Absence d’équipements, manque des ressources humaines et insécurité sont les principaux problèmes auxquels font face les médecins spécialistes qui travaillent dans les régions de l’intérieur. C’est un constat unanime des concernés qui interpellent les autorités pour remédier ne serait-ce qu’au plus urgent.
Helmi Kallal, spécialiste en chirurgie générale à l’hôpital général de Jendouba, souligne que le nombre de médecins de spécialité orientés vers les régions de l’intérieur est insuffisant, ne comble pas le manque enregistré et ne résout pas le problème tant que les conditions de travail restent pénibles en l’absence d’équipements et de matériel.
Installé depuis 2010, il qualifie son expérience de très difficile, évoquant un combat quotidien pour pouvoir fournir les prestations médicales. Outre la pénibilité du travail particulièrement épuisant qui mobilise le médecin parfois plus que le double de son temps légal de travail, le praticien spécialiste consent d’énormes sacrifice familiaux.
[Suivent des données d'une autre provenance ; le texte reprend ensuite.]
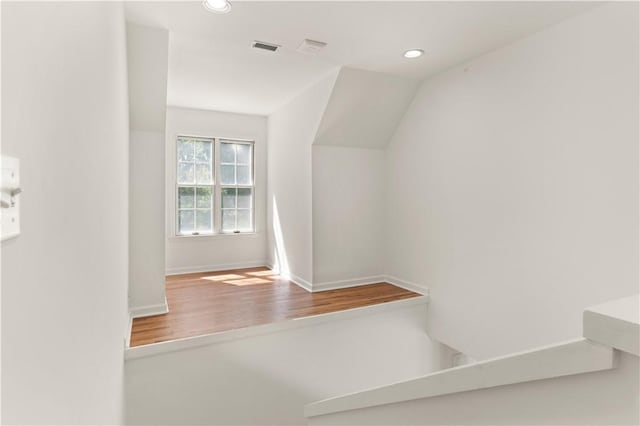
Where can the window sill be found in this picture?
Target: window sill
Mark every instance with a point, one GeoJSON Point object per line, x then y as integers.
{"type": "Point", "coordinates": [214, 236]}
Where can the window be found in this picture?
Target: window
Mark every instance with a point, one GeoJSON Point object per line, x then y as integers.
{"type": "Point", "coordinates": [203, 176]}
{"type": "Point", "coordinates": [236, 181]}
{"type": "Point", "coordinates": [195, 186]}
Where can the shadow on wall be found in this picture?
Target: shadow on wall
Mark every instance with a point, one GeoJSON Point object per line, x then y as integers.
{"type": "Point", "coordinates": [281, 264]}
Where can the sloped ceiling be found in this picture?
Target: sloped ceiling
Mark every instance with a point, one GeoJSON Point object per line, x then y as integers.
{"type": "Point", "coordinates": [212, 65]}
{"type": "Point", "coordinates": [364, 109]}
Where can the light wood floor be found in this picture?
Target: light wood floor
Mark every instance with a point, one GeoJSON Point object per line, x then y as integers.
{"type": "Point", "coordinates": [210, 302]}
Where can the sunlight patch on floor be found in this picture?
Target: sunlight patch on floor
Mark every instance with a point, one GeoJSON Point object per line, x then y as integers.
{"type": "Point", "coordinates": [248, 281]}
{"type": "Point", "coordinates": [223, 277]}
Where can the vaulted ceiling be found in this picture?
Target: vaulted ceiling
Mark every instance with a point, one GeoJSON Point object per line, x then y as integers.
{"type": "Point", "coordinates": [213, 66]}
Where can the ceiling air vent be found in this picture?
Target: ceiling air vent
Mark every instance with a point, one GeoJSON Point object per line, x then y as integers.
{"type": "Point", "coordinates": [265, 46]}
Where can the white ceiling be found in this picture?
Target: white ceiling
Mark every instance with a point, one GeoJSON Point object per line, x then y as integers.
{"type": "Point", "coordinates": [212, 65]}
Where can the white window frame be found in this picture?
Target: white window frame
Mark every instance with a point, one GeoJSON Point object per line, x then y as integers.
{"type": "Point", "coordinates": [217, 187]}
{"type": "Point", "coordinates": [252, 186]}
{"type": "Point", "coordinates": [213, 185]}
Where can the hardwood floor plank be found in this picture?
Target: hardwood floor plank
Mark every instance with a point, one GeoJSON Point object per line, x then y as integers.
{"type": "Point", "coordinates": [210, 302]}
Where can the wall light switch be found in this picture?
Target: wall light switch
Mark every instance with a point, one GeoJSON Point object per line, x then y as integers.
{"type": "Point", "coordinates": [10, 198]}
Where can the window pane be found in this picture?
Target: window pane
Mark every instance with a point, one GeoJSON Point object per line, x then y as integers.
{"type": "Point", "coordinates": [228, 198]}
{"type": "Point", "coordinates": [203, 220]}
{"type": "Point", "coordinates": [228, 220]}
{"type": "Point", "coordinates": [244, 153]}
{"type": "Point", "coordinates": [203, 151]}
{"type": "Point", "coordinates": [185, 198]}
{"type": "Point", "coordinates": [227, 153]}
{"type": "Point", "coordinates": [185, 221]}
{"type": "Point", "coordinates": [244, 220]}
{"type": "Point", "coordinates": [185, 173]}
{"type": "Point", "coordinates": [244, 175]}
{"type": "Point", "coordinates": [203, 198]}
{"type": "Point", "coordinates": [185, 149]}
{"type": "Point", "coordinates": [227, 175]}
{"type": "Point", "coordinates": [244, 198]}
{"type": "Point", "coordinates": [203, 173]}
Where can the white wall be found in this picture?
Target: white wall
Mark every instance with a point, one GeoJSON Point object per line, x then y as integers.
{"type": "Point", "coordinates": [268, 379]}
{"type": "Point", "coordinates": [513, 185]}
{"type": "Point", "coordinates": [348, 215]}
{"type": "Point", "coordinates": [207, 253]}
{"type": "Point", "coordinates": [64, 279]}
{"type": "Point", "coordinates": [147, 56]}
{"type": "Point", "coordinates": [607, 397]}
{"type": "Point", "coordinates": [146, 223]}
{"type": "Point", "coordinates": [291, 130]}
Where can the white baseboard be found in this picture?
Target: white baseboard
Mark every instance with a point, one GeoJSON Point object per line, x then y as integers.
{"type": "Point", "coordinates": [354, 282]}
{"type": "Point", "coordinates": [214, 268]}
{"type": "Point", "coordinates": [149, 310]}
{"type": "Point", "coordinates": [407, 285]}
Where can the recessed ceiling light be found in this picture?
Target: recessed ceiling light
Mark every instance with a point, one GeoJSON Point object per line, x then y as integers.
{"type": "Point", "coordinates": [217, 6]}
{"type": "Point", "coordinates": [413, 53]}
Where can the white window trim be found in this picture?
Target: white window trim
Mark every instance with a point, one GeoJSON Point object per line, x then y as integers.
{"type": "Point", "coordinates": [217, 190]}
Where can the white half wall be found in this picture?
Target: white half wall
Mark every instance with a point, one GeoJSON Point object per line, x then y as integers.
{"type": "Point", "coordinates": [348, 214]}
{"type": "Point", "coordinates": [217, 252]}
{"type": "Point", "coordinates": [268, 379]}
{"type": "Point", "coordinates": [608, 397]}
{"type": "Point", "coordinates": [292, 130]}
{"type": "Point", "coordinates": [147, 58]}
{"type": "Point", "coordinates": [513, 182]}
{"type": "Point", "coordinates": [64, 279]}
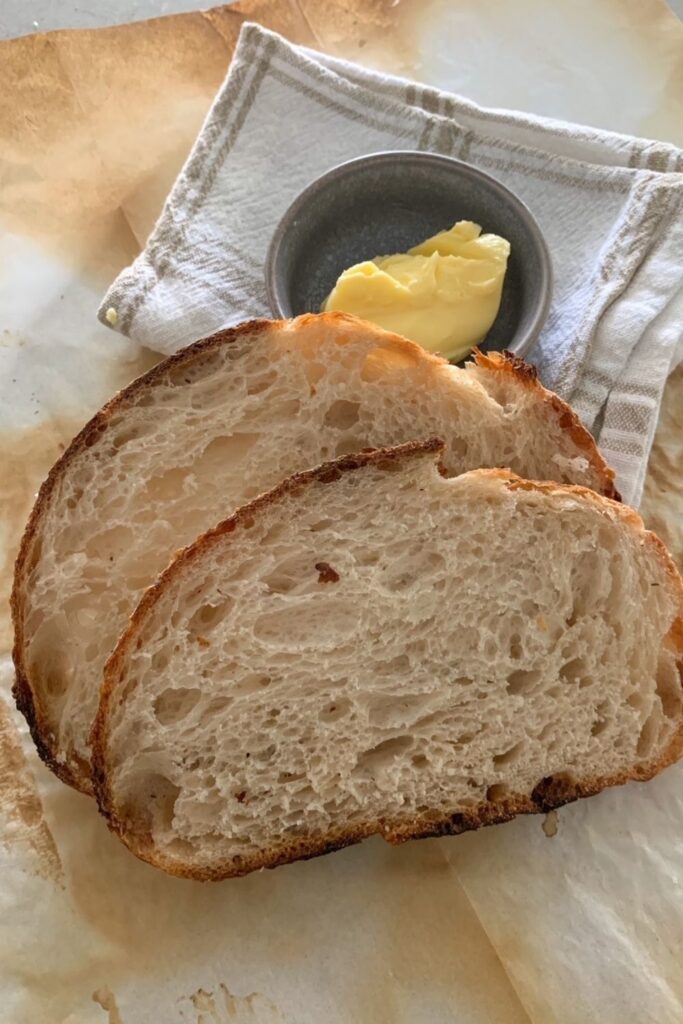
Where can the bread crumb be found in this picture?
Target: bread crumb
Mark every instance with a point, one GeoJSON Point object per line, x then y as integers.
{"type": "Point", "coordinates": [551, 823]}
{"type": "Point", "coordinates": [326, 572]}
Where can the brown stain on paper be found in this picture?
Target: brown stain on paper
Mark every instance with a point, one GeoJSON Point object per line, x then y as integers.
{"type": "Point", "coordinates": [105, 998]}
{"type": "Point", "coordinates": [223, 1008]}
{"type": "Point", "coordinates": [430, 944]}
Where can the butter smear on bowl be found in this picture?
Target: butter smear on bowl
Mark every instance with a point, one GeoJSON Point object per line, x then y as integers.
{"type": "Point", "coordinates": [444, 293]}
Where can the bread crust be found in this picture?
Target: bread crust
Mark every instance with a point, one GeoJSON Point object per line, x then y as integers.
{"type": "Point", "coordinates": [550, 793]}
{"type": "Point", "coordinates": [75, 771]}
{"type": "Point", "coordinates": [525, 374]}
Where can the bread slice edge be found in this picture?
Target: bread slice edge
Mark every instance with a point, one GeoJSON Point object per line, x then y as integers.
{"type": "Point", "coordinates": [551, 793]}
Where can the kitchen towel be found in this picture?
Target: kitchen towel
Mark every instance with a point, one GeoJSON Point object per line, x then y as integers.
{"type": "Point", "coordinates": [609, 206]}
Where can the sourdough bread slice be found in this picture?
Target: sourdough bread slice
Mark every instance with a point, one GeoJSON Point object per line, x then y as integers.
{"type": "Point", "coordinates": [373, 647]}
{"type": "Point", "coordinates": [212, 427]}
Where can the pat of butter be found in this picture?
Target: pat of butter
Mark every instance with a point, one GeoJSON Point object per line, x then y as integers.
{"type": "Point", "coordinates": [444, 293]}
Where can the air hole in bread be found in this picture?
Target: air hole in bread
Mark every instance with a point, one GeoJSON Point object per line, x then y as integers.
{"type": "Point", "coordinates": [251, 683]}
{"type": "Point", "coordinates": [381, 756]}
{"type": "Point", "coordinates": [396, 665]}
{"type": "Point", "coordinates": [342, 414]}
{"type": "Point", "coordinates": [507, 757]}
{"type": "Point", "coordinates": [498, 792]}
{"type": "Point", "coordinates": [181, 849]}
{"type": "Point", "coordinates": [209, 615]}
{"type": "Point", "coordinates": [636, 699]}
{"type": "Point", "coordinates": [319, 524]}
{"type": "Point", "coordinates": [155, 795]}
{"type": "Point", "coordinates": [515, 647]}
{"type": "Point", "coordinates": [261, 382]}
{"type": "Point", "coordinates": [173, 705]}
{"type": "Point", "coordinates": [649, 733]}
{"type": "Point", "coordinates": [224, 450]}
{"type": "Point", "coordinates": [669, 685]}
{"type": "Point", "coordinates": [349, 445]}
{"type": "Point", "coordinates": [314, 372]}
{"type": "Point", "coordinates": [265, 755]}
{"type": "Point", "coordinates": [391, 710]}
{"type": "Point", "coordinates": [335, 710]}
{"type": "Point", "coordinates": [167, 485]}
{"type": "Point", "coordinates": [286, 410]}
{"type": "Point", "coordinates": [573, 671]}
{"type": "Point", "coordinates": [110, 544]}
{"type": "Point", "coordinates": [522, 681]}
{"type": "Point", "coordinates": [54, 681]}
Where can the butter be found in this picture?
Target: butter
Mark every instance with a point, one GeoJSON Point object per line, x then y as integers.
{"type": "Point", "coordinates": [444, 293]}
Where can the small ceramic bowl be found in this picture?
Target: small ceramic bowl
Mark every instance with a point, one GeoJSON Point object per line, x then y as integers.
{"type": "Point", "coordinates": [387, 202]}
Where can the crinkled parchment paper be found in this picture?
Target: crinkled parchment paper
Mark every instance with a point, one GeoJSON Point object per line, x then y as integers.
{"type": "Point", "coordinates": [508, 925]}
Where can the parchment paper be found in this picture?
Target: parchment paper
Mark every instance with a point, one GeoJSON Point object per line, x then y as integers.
{"type": "Point", "coordinates": [503, 926]}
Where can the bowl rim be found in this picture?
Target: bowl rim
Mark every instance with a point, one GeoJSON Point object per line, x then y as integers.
{"type": "Point", "coordinates": [521, 344]}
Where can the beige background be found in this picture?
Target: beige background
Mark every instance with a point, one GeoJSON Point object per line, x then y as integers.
{"type": "Point", "coordinates": [506, 925]}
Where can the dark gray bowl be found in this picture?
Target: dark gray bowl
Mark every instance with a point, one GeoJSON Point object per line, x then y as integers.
{"type": "Point", "coordinates": [387, 202]}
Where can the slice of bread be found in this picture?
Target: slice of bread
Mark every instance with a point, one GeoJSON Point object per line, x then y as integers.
{"type": "Point", "coordinates": [372, 647]}
{"type": "Point", "coordinates": [212, 427]}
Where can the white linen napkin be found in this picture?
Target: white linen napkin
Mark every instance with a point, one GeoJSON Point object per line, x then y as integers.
{"type": "Point", "coordinates": [610, 208]}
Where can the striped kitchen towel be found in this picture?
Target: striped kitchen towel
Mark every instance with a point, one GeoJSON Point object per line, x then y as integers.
{"type": "Point", "coordinates": [610, 207]}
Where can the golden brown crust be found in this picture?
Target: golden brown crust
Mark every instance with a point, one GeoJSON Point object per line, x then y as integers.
{"type": "Point", "coordinates": [75, 771]}
{"type": "Point", "coordinates": [549, 794]}
{"type": "Point", "coordinates": [25, 695]}
{"type": "Point", "coordinates": [507, 363]}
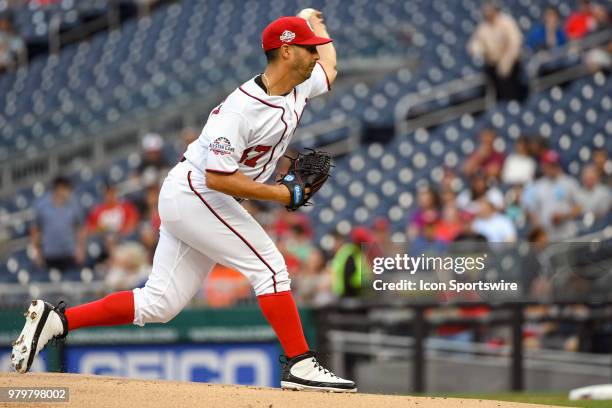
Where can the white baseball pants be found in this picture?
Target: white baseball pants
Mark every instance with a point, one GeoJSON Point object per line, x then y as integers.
{"type": "Point", "coordinates": [201, 227]}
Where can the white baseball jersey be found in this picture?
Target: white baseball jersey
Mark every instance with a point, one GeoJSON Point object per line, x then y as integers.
{"type": "Point", "coordinates": [251, 130]}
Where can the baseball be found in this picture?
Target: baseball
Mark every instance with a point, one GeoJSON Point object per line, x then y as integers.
{"type": "Point", "coordinates": [306, 13]}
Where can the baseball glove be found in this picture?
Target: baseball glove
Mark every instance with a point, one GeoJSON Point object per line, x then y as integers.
{"type": "Point", "coordinates": [306, 171]}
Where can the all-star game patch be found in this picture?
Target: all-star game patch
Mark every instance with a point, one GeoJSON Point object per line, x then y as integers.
{"type": "Point", "coordinates": [221, 146]}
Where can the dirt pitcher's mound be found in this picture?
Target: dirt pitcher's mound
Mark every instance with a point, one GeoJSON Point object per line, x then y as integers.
{"type": "Point", "coordinates": [99, 391]}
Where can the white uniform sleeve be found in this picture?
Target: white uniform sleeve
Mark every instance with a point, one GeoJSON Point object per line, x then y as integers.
{"type": "Point", "coordinates": [228, 133]}
{"type": "Point", "coordinates": [318, 83]}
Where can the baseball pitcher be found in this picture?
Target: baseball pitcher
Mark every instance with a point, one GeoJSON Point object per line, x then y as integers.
{"type": "Point", "coordinates": [203, 223]}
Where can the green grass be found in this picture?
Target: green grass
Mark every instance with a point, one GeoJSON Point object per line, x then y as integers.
{"type": "Point", "coordinates": [552, 398]}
”L’équipe avec laquelle je travaille est entrain de se disloquer après le départ de plusieurs médecins”, a-t-il indiqué, précisant qu’il comprenait très bien les demandes de mutation.
Son collègue, Zied Belhaj, cardiologue qui exerce à Jendouba après une année passée à Kasserine, explique que face au manque de moyens, il a du quitter la région laissant le service de chirurgie sans spécialiste.
Pour Sabeur Mannai, professeur agrégé spécialiste en cardiologie qui exerce à Jendouba, après dix années passées à l’hôpital Mongi Slim à la Marsa, le manque de personnel paramédical et le défaut de formation continue sont les principales raisons de la désertion des postes dans les régions de l’intérieur.
Il ajoute, en outre, que le médecin spécialiste qui tente de sauver un patient peut très bien échouer dans sa tentative parce qu’il ne dispose pas du matériel nécessaire et risque, dans ce cas, d’être poursuivi en justice sans qu’il ne soit protégé par aucune partie. ”Les risques du métier et les agressions à répétition dont font l’objet les médecins constituent des raisons supplémentaires qui poussent le spécialiste à renoncer à travailler dans les régions de l’intérieur”, a-t-il affirmé.
Par ailleurs, des sources médicales affirment qu’un seul médecin gynécologue exerce à l’hôpital régional de Gafsa qui enregistre 11 accouchements quotidiens dont quatre par césarienne. ”Beaucoup de femmes sont orientées vers les cliniques privées pour accoucher faute de personnel” indique le directeur de l’hôpital Nooméne Ladab qui appelle au recrutements de médecins gynécologues avant l’été.
Le directeur se rappelle amèrement qu’au cours de l’année 2011, 17 médecins dans plusieurs spécialités avaient été recrutés dont trois gynécologues qui ont tous refusé de travailler à Gafsa, à l’exception d’une femme originaire de la région.
Même problème à Tozeur où 28 médecins exercent dans 13 spécialités. L’ophtalmologie en est le parent pauvre avec un seul médecin ce qui cause des délais d’attente pouvant aller jusqu’à trois mois.
De son côté, le syndicat général des médecins, des pharmaciens et des médecins dentaires des CHU, appelle, par l’intermédiaire de son secrétaire général adjoint, Adnène Hanchi, le ministère de la santé à rechercher des solutions durables en collaboration avec les partenaires sociaux pour remédier au manque de spécialistes dans les régions de l’intérieur.
Selon lui, il faut mettre à niveau les structures sanitaires en vue d’améliorer les prestations avant même de penser à la construction de facultés de médecine dans les régions, afin que l’étudiant puisse profiter des stages dans de bonnes conditions. L’investissement dans l’infrastructure sanitaire est une condition indispensable, a-t-il dit, pour inciter les médecins spécialistes à travailler dans les régions de l’intérieur.
Nabil Ben Salah, directeur général au ministère de la santé publique, indique que 120 candidats seulement se sont présentés au concours ouvert en 2012 pour recruter 308 médecins spécialistes. Un deuxième concours a du être effectué en 2013 avec 66 candidatures. Au total, 186 médecins spécialistes ont été recrutés et seulement 122 ont accepté l’affectation.
Le responsable affirme que la question est liée au développement régional et à l’amélioration de l’environnement du médecin.
Il a ajouté que la situation sociale et familiale du médecin est souvent derrière sa renonciation à travailler dans les régions de l’intérieur. Le spécialiste préfère démissionner, intégrer le secteur privé ou immigrer, a-t- il expliqué.
Selon Nabil Ben Salah, les régions de l’intérieur ont besoin de trois médecins dans chaque spécialité pour pouvoir assurer la continuité du service public sanitaire, précisant qu’on en est encore loin.